We rolled up to the Hotel Born at 8:30. It was really nice. It has become one of our favorite hotels. (Spoiler: I’ve now stayed at the Born three times. But those stories are yet to come.)

Sean had ordered ahead a prix fixe dinner from Tavernetta adjacent to the hotel. Negronis, burrata, lamb rigatoni. Ice cream.

Settling into our room with some new friends, we caught up on Star Trek: Lower Decks before going to sleep.

Next morning, Saturday, September 4 (2021), we were up and dressed at 7:30. We grabbed some complimentary coffee in the lobby before getting the car from the cute valet. We drove out to the Safelite AutoGlass in suburban Arvada, whom we’d spoken with the day before. On the way we stopped in a park to dump the water and ice from the cooler.

There was some question of the warranty and insurance, which delayed us. But the really great attendant made a bunch of calls. “We can’t have you stuck here over Labor Day. We’ll get this figured out.”

After everything was squared away, we hopped a Lyft back to the hotel.

We showered, dressed, and walked over to Carbon Cafe Five Points to meet up with Erik and Rick for brunch. The best part of having to cut the camping part of the trip short was getting to spend the afternoon with these guys.

Yes, there was a wardrobe change.

After brunch, we stopped at their place to pick up their pup, June, and then went to Colorado Campfire for a couple drinks.

Hi, June.

Afterward, Sean and I wandered back through downtown toward our hotel. It was Taste of Colorado on the 16th Street Mall, which was a little overwhelming as our first street fest post COVID lockdown.

Back in our room, Sean turned on Law and Order and took a nap.

It was getting on into the late afternoon, and I hadn’t heard from Safelite, so I decided to hop in a Lyft and head back out to see what the situation was. For some reason I apparently hadn’t been getting any calls or texts because on the way a flurry of them came in. The car had actually been done since shortly after noon.

Everyone at Safelite was great. And technician Ryan and I even got into a chat about Indiana Dunes National Park. Happy and relieved, I drove back to the Born and handed the keys to our Crosstrek to the valet.

Up in the room, we had a couple glasses of wine from the complimentary happy hour in the lobby and relaxed before dinner.

We dined on this final evening of our trip at Citizen Rail, the hotel’s restaurant.

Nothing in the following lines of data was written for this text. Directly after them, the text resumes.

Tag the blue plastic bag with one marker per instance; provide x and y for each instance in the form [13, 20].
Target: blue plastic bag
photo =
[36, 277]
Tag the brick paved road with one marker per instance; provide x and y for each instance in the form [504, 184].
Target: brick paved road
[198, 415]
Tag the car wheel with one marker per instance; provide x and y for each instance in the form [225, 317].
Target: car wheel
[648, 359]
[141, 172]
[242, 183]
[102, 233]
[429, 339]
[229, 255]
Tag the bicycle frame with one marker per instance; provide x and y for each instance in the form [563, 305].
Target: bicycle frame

We were a little nervous about dining indoors. But it was fine, and the food was lovely. Sean had the steak special, and I had the rabbit.

Image: Sean M. Santos

Back in our room, we each had a bath in the soaking tub before bed.

Image: Sean M. Santos

Sunday, September 5 (2021) dawned cloudless in Denver, although smoke from the West still tinted the sky.

Our alarm went off at 7am, and reluctantly we got up, showered, and gathered our things for the drive home.

While I waited for the valet to bring the car, Sean trotted over to the Whole Foods a block away to get some snacks. We hit the road around 8:15.

Back we drove across the Great Plains. We listened to podcasts, I read to Sean from Desert Oracle, we listened to music. After fighting a surprising amount of traffic on the Eisenhower and Lake Shore Drive, we made it home at 11:20pm. We were tired, but we had the whole next day, Labor Day, to unwind from our two-week adventure.

And after yelling at us, Elsa was very happy to see us.